En février 1984, les grandes vedettes françaises sont absentes. Le genou de Bernard Hinault est convalescent et ses précédentes expériences sur les pistes d'hiver ne lui ont pas laissé de bons souvenirs. Le vainqueur du Tour 1983, Laurent Fignon, Parisien, est absent lui aussi.
Bernard Hinault ne viendra qu'une fois à Bercy sur son vélo. C'était à l'occasion d'un match France-Italie 1985, où il partage l'affiche avec Moser. Le public le sifflera pour un passage à vide pendant la course derrière derny. Quand ils le veulent les spectateurs retrouvent les accents de la rue Nélaton. Le Blaireau viendra fêter ses adieux en 1986 mais pas sur le vélo. Par contre, Laurent Fignon deviendra un habitué des Six Jours comme Charly Mottet, l'autre grand coureur français des années 80.
Pour jouer la carte « routier », les organisateurs vont même organiser un omnium de vedettes du Tour de France avec Kelly, Zimmermann, Mottet, Criquielion, Da Silva ou Zoetemelk en 1986.

ÉQUIPES NATIONALES
Pour rester dans l'ambiance années 50, les organisateurs de Bercy tiennent aux équipes nationales. Mais, comme les vélodromes étrangers, ils vont apparier les meilleurs Français (Vallet, Clerc, Bondue) avec des « taxis » d'autres pays. Ces taxis sont des spécialistes reconnus qui ne sont pas là pour voler la vedette aux routiers mais les mettre dans de bon rails. La paire Vallet-Frank va mettre le feu aux tribunes quand elle s'opposera au tandem Moser-Thurau. Si la course reste un spectacle, leur lutte pour prendre un tour ou se dédoubler est intense.
Pendant toute la durée des Six Jours, les organisateurs vont s'attacher à présenter des équipes nationales ou avec des coureurs du même groupe sportif. Mais les vedettes françaises auront très souvent droit à leur taxi. Charly Mottet gagne la dernière édition associé à Etienne De Wilde devant la paire Fignon-Freuler.
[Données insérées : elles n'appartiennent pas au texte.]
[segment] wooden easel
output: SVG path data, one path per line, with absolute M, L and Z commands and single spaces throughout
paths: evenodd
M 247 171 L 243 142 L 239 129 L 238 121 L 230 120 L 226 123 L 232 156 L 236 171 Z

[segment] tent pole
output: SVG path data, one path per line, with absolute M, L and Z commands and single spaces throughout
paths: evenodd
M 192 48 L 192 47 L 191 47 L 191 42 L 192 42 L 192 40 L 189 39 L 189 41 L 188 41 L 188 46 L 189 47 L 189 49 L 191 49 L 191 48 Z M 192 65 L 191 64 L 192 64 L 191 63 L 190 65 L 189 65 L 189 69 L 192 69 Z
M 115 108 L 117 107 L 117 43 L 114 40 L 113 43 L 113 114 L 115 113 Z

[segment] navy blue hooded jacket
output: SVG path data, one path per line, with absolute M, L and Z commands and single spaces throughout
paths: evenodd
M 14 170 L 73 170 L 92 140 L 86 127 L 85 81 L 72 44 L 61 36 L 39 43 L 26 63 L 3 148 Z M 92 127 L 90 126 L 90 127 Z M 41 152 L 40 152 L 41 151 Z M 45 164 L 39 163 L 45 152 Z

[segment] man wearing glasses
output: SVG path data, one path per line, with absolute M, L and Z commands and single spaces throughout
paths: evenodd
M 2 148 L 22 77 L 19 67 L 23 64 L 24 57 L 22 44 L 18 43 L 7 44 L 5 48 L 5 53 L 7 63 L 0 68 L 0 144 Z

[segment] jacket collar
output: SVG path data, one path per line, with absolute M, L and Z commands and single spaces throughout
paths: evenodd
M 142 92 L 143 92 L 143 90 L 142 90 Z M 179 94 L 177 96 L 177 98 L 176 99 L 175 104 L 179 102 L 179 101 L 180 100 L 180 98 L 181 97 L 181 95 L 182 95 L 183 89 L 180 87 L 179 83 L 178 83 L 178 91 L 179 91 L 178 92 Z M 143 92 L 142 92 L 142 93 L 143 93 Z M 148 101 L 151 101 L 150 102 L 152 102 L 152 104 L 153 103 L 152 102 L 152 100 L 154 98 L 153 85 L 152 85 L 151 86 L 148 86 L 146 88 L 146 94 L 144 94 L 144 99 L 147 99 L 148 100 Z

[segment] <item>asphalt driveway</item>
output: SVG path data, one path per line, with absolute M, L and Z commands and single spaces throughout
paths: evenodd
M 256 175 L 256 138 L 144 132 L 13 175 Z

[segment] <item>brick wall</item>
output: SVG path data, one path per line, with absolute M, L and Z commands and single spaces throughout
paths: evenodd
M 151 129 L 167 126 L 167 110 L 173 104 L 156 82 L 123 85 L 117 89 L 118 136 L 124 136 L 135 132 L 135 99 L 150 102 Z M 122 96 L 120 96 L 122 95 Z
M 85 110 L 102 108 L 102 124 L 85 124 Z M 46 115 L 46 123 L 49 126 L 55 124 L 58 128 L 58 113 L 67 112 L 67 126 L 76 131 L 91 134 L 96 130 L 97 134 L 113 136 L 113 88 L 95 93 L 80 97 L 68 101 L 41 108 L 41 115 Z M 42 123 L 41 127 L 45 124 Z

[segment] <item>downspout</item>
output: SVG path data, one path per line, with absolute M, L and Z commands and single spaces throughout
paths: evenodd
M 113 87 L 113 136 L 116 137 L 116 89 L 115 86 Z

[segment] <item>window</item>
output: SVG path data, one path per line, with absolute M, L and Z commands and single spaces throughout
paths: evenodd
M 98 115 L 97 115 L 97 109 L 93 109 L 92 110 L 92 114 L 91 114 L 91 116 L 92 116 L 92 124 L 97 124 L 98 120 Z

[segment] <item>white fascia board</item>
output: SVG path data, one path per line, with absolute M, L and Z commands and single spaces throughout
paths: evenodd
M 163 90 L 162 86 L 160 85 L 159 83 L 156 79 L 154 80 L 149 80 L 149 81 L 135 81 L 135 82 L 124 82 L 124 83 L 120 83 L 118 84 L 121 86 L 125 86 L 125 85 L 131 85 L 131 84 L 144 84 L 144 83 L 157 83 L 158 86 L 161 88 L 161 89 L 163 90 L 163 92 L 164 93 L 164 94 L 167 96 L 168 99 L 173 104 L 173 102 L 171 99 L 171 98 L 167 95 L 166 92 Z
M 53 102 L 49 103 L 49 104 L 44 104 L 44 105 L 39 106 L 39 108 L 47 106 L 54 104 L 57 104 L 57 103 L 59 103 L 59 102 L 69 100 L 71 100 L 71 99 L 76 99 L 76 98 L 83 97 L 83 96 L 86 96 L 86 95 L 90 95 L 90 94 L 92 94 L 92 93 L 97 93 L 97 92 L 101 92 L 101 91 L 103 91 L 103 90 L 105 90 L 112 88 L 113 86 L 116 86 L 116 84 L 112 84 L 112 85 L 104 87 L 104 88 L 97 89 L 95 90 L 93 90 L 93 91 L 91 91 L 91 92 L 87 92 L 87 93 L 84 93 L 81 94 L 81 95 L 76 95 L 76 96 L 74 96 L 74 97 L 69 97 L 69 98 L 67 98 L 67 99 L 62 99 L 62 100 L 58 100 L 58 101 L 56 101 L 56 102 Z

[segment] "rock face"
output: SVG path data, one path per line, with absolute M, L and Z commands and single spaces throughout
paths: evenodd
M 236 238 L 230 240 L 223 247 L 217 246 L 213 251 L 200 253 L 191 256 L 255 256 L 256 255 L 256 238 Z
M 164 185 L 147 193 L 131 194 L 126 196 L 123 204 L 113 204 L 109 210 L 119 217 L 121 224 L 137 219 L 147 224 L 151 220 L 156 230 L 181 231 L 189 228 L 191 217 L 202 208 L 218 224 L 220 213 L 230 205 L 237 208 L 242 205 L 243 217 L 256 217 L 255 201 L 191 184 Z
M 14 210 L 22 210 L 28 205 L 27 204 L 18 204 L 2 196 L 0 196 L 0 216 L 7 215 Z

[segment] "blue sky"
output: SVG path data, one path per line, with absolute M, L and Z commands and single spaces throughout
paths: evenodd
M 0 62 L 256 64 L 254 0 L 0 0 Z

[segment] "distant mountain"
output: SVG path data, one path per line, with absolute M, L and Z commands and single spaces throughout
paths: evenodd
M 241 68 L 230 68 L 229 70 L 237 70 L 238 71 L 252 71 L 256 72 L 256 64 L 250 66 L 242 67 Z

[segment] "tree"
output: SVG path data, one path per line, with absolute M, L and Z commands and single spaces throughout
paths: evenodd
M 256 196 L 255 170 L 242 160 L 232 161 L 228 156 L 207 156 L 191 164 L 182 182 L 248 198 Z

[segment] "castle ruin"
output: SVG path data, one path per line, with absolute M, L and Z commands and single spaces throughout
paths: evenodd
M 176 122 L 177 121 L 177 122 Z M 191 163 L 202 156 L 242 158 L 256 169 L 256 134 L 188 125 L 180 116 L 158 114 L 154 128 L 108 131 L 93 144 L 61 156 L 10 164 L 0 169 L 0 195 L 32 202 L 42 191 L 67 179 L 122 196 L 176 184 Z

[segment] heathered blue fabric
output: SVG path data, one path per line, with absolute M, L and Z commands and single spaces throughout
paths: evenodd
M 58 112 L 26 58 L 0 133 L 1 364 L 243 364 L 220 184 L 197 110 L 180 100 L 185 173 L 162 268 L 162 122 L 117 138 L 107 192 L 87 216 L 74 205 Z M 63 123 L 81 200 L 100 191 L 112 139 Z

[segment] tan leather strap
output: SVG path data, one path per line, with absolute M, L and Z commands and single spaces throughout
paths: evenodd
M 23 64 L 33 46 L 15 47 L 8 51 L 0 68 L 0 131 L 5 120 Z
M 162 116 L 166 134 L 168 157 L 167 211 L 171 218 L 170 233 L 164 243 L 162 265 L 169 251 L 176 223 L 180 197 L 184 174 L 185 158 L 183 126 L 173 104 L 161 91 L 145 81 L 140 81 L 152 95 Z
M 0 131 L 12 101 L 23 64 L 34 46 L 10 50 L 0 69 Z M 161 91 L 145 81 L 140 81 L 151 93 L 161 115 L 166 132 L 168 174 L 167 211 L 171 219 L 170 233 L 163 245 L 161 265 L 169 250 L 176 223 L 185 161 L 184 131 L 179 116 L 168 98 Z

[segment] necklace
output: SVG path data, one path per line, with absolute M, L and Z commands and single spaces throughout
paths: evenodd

LES RECORDS METTENT DE L'AMBIANCE
Après la première édition, les organisateurs comprennent que les séries de sprints et les courses de primes ne suffisent pas pour enflammer les gradins. Dès la deuxième édition, ils misent sur les épreuves d'encadrement comme les tentatives de record, les courses de demi-fond. Jeannie Longo, Philippe Boyer ou Michel Vaarten vont venir tenter leur chance. Et, côté public, ça marche. Sur 500 m ou trois kilomètres, c'est plus facile de maintenir une ambiance explosive.
En 1986, pour dynamiser les soirées, les organisateurs ajoutent d'autres disciplines de la piste au programme. Adieu les séries de sprints. Bonjour les éliminations, les courses aux points, les scratch, les courses derrière burdin. Autre changement, la musique électronique remplace l'accordéon et les chanteurs qui en ont marre de se faire siffler. Les courses de patins à roulettes viennent animer les coupures. Nouvelle formule ou pas, les coureurs gardent leurs habitudes et l'édition 1986 est marquée par une descente de police qui met à jour un trafic de produits dopants.
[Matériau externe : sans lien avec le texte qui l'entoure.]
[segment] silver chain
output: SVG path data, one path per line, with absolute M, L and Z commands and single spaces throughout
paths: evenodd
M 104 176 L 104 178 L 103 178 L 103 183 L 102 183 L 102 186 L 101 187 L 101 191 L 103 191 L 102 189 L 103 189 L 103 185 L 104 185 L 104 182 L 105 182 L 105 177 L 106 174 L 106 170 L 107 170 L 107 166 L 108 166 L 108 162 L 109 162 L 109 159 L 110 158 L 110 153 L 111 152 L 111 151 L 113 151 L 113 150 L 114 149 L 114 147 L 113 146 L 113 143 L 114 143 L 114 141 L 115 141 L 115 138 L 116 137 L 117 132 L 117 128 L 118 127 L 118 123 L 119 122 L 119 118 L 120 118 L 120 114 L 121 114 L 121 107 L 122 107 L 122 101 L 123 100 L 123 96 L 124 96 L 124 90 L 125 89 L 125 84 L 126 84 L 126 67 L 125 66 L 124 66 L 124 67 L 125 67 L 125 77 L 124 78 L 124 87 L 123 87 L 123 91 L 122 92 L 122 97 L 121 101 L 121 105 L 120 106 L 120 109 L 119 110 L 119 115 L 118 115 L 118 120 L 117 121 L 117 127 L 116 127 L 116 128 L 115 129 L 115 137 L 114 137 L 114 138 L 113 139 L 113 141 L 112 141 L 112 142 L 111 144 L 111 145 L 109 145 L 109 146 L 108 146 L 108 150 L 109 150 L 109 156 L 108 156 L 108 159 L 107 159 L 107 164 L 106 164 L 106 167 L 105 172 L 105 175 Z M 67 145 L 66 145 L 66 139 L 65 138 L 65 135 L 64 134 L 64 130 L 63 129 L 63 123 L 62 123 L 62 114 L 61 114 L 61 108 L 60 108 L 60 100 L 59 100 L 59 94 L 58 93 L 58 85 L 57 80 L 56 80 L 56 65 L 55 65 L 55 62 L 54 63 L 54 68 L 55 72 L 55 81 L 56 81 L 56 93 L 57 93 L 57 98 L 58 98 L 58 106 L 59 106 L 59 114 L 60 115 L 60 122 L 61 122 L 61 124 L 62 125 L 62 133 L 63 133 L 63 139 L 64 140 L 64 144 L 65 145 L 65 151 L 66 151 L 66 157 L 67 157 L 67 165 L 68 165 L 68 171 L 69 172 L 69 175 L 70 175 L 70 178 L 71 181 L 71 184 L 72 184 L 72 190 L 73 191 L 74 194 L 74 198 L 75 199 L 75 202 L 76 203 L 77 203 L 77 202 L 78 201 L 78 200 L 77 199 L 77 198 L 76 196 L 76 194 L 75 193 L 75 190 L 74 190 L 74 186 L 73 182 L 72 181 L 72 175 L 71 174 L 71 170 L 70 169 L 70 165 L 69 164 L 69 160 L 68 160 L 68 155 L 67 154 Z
L'interruption d'un an en 1987 coupe l'élan. Malgré les changements de formule et les équipes nationales, les coureurs de Six Jours tombent parfois dans les petits arrangements qui nuisent au sport et qui déplaisent aux organisateurs. L'intérêt médiatique diminue. Les Six Jours sont abandonnés. Le malentendu se termine sur un échec. Comme s'était terminée l'histoire du Vel d'Hiv' de Grenelle, jugé non rentable.